Confira a entrevista na íntegra
Brasil de Vestuário: Você lançou recentemente o álbum Urucungo em homenagem a Nei Lopes. Uma vez que foi a produção deste trabalho?
Fabiana Cozza: O Urucungo, a gente acabou lançando o ano pretérito, em dezembro. Mas a história é interessante porque o Marcus Fernando, que é produtor do Nei Lopes, estava com o Nei e eles estavam organizando os arquivos do Nei, revendo, revisitando canções, pedaços de canções. Enfim, eles se depararam com um material incrível, imenso e que estava inédito até logo.
Eles conversaram e me ligaram e falaram “olha Fabi, tem um tesouro cá do Nei Lopes com parceiros e uma parceira, que é a Fatima Guedes, e o queremos saber se você não tem interesse também de ouvir para gravar”.
Essa teoria é um pouco secção do Marcus Fernando e eu aceitei, porque eu não sou boba e porque é uma obra que eu acho que norteia a figura do Nei Lopes, seus pensamentos e escritos, que, de certa forma, nortearam as minhas escolhas uma vez que cantora também, uma vez que uma mulher negra sambista.
Portanto quer manifestar, eu ser convidada por ele e ter nas minhas mãos uma obra vasta, eu me senti muito lisonjeada e esse trabalho eu acho que ele, de certa forma, quartinho muito a minha amizade com o Nei também.
A gente fez esse ano o lançamento, em março, no Sesc Pompéia (em São Paulo), com dois dias de lar enxurrada e com a presença do Nei, o que foi muito emocionante.

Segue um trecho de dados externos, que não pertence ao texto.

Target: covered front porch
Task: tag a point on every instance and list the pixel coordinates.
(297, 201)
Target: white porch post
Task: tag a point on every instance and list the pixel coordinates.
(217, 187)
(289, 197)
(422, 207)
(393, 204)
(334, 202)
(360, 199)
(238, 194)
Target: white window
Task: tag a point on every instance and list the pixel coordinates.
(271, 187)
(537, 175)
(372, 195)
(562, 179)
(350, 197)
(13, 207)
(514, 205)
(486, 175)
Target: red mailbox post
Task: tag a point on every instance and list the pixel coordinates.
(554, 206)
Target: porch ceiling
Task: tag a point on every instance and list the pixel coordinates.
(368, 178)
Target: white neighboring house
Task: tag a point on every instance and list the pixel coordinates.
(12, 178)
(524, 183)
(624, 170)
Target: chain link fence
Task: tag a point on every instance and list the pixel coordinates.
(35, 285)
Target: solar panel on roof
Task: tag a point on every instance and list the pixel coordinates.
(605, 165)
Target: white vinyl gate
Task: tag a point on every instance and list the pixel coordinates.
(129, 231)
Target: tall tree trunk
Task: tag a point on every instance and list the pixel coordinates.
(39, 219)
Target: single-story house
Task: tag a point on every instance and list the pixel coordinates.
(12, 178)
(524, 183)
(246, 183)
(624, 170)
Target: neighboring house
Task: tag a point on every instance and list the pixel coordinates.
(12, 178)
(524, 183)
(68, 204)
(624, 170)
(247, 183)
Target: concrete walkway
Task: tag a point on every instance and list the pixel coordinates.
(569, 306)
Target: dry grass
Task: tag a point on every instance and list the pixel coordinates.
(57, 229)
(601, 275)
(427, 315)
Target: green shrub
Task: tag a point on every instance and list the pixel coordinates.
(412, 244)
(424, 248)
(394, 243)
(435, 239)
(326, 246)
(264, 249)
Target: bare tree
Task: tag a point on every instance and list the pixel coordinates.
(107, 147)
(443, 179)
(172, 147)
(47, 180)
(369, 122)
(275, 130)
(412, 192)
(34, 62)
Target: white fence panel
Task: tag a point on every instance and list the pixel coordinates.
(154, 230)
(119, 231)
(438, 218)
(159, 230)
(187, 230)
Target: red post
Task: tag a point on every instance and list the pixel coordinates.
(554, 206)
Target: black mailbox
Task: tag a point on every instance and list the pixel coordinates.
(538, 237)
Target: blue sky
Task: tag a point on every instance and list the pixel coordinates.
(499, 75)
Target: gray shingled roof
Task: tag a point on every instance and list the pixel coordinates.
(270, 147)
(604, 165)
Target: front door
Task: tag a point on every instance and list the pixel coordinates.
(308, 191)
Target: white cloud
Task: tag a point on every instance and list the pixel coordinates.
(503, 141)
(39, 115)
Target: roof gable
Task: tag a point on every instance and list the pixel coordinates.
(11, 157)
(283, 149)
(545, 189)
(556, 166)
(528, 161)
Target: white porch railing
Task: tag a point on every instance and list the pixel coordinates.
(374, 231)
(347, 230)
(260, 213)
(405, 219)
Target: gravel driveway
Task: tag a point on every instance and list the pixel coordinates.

Depois em julho nós repetimos esse show no Sesc Vila Mariana, lar enxurrada também nos dois dias com a presença do Nei.
O que traz para a gente a certeza, pelo menos particularmente, das escolhas que eu fiz, sabe? Ter ali o Nei junto no palco, contando para as pessoas um pouco das histórias das canções, do seu pensamento. É uma obra importante.
Uma particularidade — única, talvez — do samba é essa autorreferência que ele faz aos grandes bambas, a toda história do ritmo. Qual é a valia disso? Você entende que o samba é o único, se tratando de gênero músico, mundialmente falando, nessa autorreferência, nesse zelo com as fundações histórias?
Eu acho que o samba não é o único, a ser uma arte que compreende a história e quem veio antes, ajudando a edificar essa história. Eu acho que o jazz faz isso e outras culturas também. Eu acho que isso é uma particularidade também da história da diáspora negra, onde as filosofias que assentam essas histórias, essas culturas, elas estão sempre olhando para os ancestrais.
Porque o antepassado, ao contrário do que algumas pessoas possam imaginar, não é alguma coisa estático do pretérito, mas é alguma coisa que caminha conosco, é alguma coisa que nos dá a exigência de estarmos cá, de olharmos o horizonte e tudo mais.
Mas o samba, falando do samba principalmente, é uma arte agregadora, congregadora, participativa, ativa, sátira. Portanto, nesse sentido, o samba, no caso do Urucungo, quando você está mencionando uma vez que Nei reverencia também e se lembra de uma forma elogiosa dos seus pares. Isso é um traço de evidência do samba.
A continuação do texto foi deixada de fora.